The Man Booker Prize only selects works of original fiction written in the English language and published in the UK. Historically the winner of the Man Booker Prize had been required to be a citizen of the Commonwealth of Nations, the Republic of Ireland or Zimbabwe. However, in 2013, regulations were changed so that the prize would consider writers from around the world so long as their novel was in English and published in the UK. Burnside says this offers more room for diversity.
“I like to see diversity,” he says. “Books by women, books by people of colour, books by people of different religious and cultural backgrounds. That’s happening more and more. So I look for that. I hope for that.”
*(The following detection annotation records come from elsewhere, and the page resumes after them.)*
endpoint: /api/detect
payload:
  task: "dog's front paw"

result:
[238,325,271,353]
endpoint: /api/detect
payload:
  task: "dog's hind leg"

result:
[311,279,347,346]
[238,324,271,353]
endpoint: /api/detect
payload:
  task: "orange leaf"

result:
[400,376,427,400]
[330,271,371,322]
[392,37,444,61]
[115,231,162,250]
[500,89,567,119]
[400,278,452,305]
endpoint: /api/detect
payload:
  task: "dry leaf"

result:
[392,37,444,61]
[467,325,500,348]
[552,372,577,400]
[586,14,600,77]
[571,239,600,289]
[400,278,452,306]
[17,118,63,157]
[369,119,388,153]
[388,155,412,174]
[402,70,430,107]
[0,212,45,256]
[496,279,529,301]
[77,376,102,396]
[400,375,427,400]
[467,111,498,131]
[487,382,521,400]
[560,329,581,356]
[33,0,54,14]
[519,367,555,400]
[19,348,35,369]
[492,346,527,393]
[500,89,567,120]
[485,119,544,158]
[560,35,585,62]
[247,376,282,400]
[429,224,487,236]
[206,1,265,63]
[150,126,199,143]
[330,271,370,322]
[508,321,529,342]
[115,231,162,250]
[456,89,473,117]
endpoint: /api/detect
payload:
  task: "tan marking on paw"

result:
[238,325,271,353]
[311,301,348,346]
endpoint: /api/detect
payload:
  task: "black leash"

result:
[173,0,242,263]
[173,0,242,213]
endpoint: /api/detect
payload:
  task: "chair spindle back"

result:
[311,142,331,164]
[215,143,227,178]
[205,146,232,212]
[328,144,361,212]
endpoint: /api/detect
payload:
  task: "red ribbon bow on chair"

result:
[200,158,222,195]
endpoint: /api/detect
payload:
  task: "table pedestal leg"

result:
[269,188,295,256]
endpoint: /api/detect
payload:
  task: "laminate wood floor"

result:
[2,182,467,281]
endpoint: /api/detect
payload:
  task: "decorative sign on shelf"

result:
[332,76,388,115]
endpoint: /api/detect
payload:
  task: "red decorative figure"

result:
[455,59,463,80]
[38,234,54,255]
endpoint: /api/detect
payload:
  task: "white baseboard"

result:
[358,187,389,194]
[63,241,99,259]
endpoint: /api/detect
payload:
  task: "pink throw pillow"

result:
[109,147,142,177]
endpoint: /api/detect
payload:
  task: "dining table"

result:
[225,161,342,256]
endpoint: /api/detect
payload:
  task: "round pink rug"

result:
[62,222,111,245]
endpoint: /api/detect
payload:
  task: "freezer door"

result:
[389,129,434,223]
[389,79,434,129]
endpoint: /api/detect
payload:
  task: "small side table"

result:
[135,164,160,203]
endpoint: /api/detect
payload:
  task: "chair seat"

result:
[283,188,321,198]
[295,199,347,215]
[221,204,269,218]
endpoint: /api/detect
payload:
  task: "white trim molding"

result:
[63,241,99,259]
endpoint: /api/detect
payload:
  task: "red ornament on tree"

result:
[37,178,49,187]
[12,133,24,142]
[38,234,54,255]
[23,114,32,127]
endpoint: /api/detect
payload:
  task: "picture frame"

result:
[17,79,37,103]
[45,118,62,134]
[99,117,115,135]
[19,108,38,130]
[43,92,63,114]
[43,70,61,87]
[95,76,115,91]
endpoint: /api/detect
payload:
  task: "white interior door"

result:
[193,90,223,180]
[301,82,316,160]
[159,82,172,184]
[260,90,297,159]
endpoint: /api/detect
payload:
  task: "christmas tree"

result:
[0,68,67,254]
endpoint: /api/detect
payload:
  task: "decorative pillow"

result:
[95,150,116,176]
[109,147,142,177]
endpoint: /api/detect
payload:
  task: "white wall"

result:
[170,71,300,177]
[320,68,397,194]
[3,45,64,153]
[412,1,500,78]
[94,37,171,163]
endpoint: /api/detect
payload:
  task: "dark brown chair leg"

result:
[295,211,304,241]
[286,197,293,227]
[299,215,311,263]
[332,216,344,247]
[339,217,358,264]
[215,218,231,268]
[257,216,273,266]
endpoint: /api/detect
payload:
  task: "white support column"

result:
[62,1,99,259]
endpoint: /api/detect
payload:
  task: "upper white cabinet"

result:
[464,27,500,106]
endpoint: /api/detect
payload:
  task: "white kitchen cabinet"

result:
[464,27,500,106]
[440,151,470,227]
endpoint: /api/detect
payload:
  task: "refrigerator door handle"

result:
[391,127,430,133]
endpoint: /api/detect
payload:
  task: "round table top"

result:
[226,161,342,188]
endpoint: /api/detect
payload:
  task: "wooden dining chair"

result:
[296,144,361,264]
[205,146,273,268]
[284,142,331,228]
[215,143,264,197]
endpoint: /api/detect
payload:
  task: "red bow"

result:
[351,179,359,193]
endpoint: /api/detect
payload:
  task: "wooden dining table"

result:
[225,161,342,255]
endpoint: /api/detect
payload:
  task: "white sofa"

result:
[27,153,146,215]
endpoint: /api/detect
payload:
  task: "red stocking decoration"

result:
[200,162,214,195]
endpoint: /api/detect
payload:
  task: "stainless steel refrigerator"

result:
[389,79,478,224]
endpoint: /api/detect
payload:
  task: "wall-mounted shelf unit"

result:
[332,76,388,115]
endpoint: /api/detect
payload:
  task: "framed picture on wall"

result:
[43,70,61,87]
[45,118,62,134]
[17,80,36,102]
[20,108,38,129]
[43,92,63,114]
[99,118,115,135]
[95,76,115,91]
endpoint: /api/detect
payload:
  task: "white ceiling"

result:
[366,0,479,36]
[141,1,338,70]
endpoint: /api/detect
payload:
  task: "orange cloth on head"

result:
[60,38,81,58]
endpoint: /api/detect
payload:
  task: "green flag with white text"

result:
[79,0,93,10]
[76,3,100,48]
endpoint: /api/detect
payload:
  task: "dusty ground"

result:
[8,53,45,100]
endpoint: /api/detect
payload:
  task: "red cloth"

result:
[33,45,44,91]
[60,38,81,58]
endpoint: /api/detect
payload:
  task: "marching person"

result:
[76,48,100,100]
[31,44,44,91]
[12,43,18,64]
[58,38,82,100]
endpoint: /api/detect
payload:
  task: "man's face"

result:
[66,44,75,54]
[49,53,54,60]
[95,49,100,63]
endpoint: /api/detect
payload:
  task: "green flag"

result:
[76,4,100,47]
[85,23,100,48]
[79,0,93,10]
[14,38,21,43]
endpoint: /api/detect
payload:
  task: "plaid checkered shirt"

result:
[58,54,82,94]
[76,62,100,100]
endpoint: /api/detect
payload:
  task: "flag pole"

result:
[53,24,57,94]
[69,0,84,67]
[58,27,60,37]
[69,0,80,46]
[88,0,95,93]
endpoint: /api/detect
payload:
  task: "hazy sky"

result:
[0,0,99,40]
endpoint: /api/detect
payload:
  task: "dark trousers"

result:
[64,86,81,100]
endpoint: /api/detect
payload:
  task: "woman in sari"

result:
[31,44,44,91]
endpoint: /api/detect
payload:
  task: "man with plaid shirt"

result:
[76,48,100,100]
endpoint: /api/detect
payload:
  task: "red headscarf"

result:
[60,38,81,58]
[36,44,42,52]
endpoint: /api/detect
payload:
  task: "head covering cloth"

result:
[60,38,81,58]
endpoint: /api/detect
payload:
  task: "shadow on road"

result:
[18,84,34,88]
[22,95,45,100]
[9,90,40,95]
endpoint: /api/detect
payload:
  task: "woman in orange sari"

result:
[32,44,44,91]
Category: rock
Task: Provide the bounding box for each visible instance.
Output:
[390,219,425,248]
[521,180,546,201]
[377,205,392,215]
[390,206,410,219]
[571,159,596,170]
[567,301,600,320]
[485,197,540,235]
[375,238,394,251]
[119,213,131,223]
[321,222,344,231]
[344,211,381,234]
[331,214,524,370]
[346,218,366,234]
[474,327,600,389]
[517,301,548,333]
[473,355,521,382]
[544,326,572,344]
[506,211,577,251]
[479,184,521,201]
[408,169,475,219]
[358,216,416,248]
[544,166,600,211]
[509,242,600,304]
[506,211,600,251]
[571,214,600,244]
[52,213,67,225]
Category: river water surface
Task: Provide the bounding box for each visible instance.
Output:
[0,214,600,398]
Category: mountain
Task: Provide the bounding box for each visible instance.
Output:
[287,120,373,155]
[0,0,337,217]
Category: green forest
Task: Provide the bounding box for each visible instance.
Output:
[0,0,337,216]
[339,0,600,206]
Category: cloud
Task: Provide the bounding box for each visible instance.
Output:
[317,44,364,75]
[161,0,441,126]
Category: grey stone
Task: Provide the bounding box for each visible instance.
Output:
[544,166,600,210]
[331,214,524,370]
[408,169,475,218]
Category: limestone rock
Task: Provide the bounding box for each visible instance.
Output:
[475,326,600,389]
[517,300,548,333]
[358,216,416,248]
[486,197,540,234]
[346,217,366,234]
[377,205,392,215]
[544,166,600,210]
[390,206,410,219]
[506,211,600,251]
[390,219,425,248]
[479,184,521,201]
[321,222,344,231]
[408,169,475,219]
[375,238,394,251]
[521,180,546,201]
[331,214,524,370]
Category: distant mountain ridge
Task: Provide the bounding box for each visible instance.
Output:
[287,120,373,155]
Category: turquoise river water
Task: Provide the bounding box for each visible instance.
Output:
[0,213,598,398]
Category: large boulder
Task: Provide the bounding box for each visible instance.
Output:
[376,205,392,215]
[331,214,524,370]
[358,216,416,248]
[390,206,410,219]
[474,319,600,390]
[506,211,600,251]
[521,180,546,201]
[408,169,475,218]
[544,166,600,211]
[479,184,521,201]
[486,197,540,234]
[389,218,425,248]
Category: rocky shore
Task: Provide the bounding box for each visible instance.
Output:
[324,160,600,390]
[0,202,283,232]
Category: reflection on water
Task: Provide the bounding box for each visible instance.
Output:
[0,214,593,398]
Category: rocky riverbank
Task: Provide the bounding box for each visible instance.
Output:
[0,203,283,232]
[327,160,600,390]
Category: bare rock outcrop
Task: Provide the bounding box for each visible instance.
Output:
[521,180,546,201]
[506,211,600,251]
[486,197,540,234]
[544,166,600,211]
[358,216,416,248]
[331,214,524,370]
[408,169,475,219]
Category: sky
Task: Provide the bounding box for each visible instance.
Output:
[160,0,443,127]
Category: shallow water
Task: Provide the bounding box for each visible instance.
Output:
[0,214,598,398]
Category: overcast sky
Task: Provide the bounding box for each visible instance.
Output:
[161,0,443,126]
Burnside himself is no stranger to literary awards. He has received numerous prizes for both his poetry and short stories. The most recent being the T.S. Eliot Prize in 2011 for his poetry collection Black Cat Bone. Burnside says his judging heavily relies on the use of language in a work of fiction.
“It’s not just a vehicle to have a sexual fantasy or pretend you’re shooting somebody,” he says. “It’s about how the texture of language, and the quality of language, and the depth and nuance of language informs the way we live our lives.”
Burnside is joined by four other jurors for the 2015 Booker Prize. Princeton English literature professor Michael Wood is to chair the panel including Burnside, novelist and biographer Frances Osborne, and literary editors Sam Leith and Ellah Allfrey.
Burnside says he has already had difficulty narrowing down novels to the long list. He also hopes the public will become more active in promoting literary works.
“There’s all kind of ways that people can participate in the process of making an author become considered by critics, by reviewers, and by people who judge prizes by reading the books and thinking about them instead of just buying the stuff at the front of the store.”
Although Burnside says there’s a simple truth to a great book.
“This is the book that you want to go out and say to your friends, ‘have you read this book, because it’s amazing’ and that you can say that to them and they won’t come back to you two weeks later, a month later, and say what the hell was that? You’ll feel proud to have recommended that book.”